Either there is a data leak during the AI factor training process or there is a problem with the Screen feature:

I reduced the rebalance frequency to see if it is about the market microstructure. However, the CAGR doesn't drop much or even increase a lot:

Several things don't make sense with your features. Most of them are categorical which is not supported at the moment. They are being scaled like any other factor. In addition you have StockId which is probably causing the model to really like certain stocks.

This is confirmed from the extremely low turnover, so changing the frequency won't change the results.

I think it's behaving correctly.

I've found before that these features surprisingly can be useful in some universes in another post, for some reason. However, I was shocked by this result

Cancel my initial thoughts on this. I can't understand how a stock id factor which as I understand it is just a number assigned when the initial stock was listed could work in any way especially if it went through typical Z or Min/max preprocessing could be of any use.

Yes, I am confused

Maybe this means that if we use machine learning, that "NVDA will only go up" strategy can work?
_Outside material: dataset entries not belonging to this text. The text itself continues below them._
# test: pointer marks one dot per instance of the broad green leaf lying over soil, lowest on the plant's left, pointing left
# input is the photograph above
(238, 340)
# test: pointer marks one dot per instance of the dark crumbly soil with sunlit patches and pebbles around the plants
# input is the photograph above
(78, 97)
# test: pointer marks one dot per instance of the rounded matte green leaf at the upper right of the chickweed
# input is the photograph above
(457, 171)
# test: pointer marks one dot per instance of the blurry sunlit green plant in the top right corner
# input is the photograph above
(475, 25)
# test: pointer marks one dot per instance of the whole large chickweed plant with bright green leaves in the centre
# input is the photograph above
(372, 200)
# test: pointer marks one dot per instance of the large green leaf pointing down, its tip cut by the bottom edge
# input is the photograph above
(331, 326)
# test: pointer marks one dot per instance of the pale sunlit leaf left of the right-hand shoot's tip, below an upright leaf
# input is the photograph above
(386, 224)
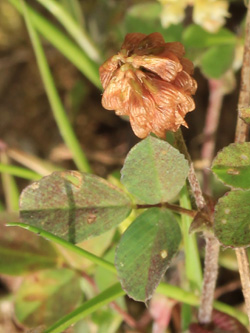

I would be interested to see the results after changing pre-processing method to: Rank and By Date

I had deleted the universe and the AI factors so I rebuild a less illiquid universe with stocks listed in the US (the former exclude those stocks) and the results would be somewhat different (e.g. the turnovers are higher and the returns are lower now)

Rank:

Even with a narrower (about 1/5) and harder-to-profit training universe and therefore much increased share turnover, it is still possible to generate excess returns under Rank and with conservative trading costs if the screen feature isn't broken and there is no data leakage

Z-Score (By Date):

The original min-max preprocessor is also by date instead of entire dataset from the beginning

Comparison between those features with academic factors:

Edit1:

When cmparing models trained in the same North Atlantic universe, the same Min/Max by Date preprocessor, the same period and the same validation method,

FF5+BAB only:

FF5+BAB+classification features:

Edit2: Update

BTW according to Claude 3 on my question of IPO survival rates. "Research has shown that new IPOs do indeed have a higher risk of failure or underperformance"

So just trying to gather information with a rank performance test.

Seems random except for last buckets. StockID is not entirely random, correct? Higher numbers are newer additions? IPOs not too long ago? Not sure how long ago but the ML algorithm has the power to optimize the split. And the buckets suggest the top bucket (absolute newest) does the worst but that this effect persists for a while (at least 4 buckets).

The random forest ((or LightGBM) ranking system would tend to exclude band-new additions in a sim or screen if each new stock is given a higher number (lower ones already taken)?

It can take a while to get into the SP500 universe. So more pronounced for the Easy to Trade Universe? The benchmark is the Russell 2000

My explanation is just a theory that may be falsified (or made less credible by a more plausible theory) in this forum with a later post. But for sure StockID is not as random as we thought or there is data leakage:

Three thoughts:

  1. Try modularizing StockID. In other words, hide StockID as input and use only Mod(StockID,100) or Mod(StockID, 47). This will protect you from the IPO/recency effect. I can't imagine even the smartest machine being able to leverage Mod(StockID,47).

  2. Combining industry/sector and price gives exposure to industry/sector momentum, which is an extremely powerful factor. If you really want to test for lookahead bias I propose using a bunch of fundamentals that don't really add up to anything, e.g. TxRate%, InvstST, AstCurOther, InvstAdvOther, TxPayable, LiabCurOther, LiabNonCurOther, Shares, AccruedExp, OtherWCChg, InvstOther, and NetChgCash. I would guess that any soup made up of those factors would have no persistency whatsoever.

  3. Momentum too is a powerful factor, so excluding price and market cap might be in order if you're testing for lookahead bias. Alternatively, Price - Trunc(Price) might be useful if you can hide the price.




Is machine learning the secret art of turning garbage into gold, or is there something wrong with it?

Edit: Screen Test Result


Edit2:
The results don't depend on the untradable Turkish stocks.



With rank tolerance set at 100% you're only selling stocks if they fall afoul of your screen or universe rules. Your ranking system is doing very little except choosing the initial 20 stocks and replacing the few that fall afoul of your rules.

It doesn't look like its stock picking ability is due to low turnover.

Its does seem to pick stocks with lower valuation ratios, higher profitability and growth.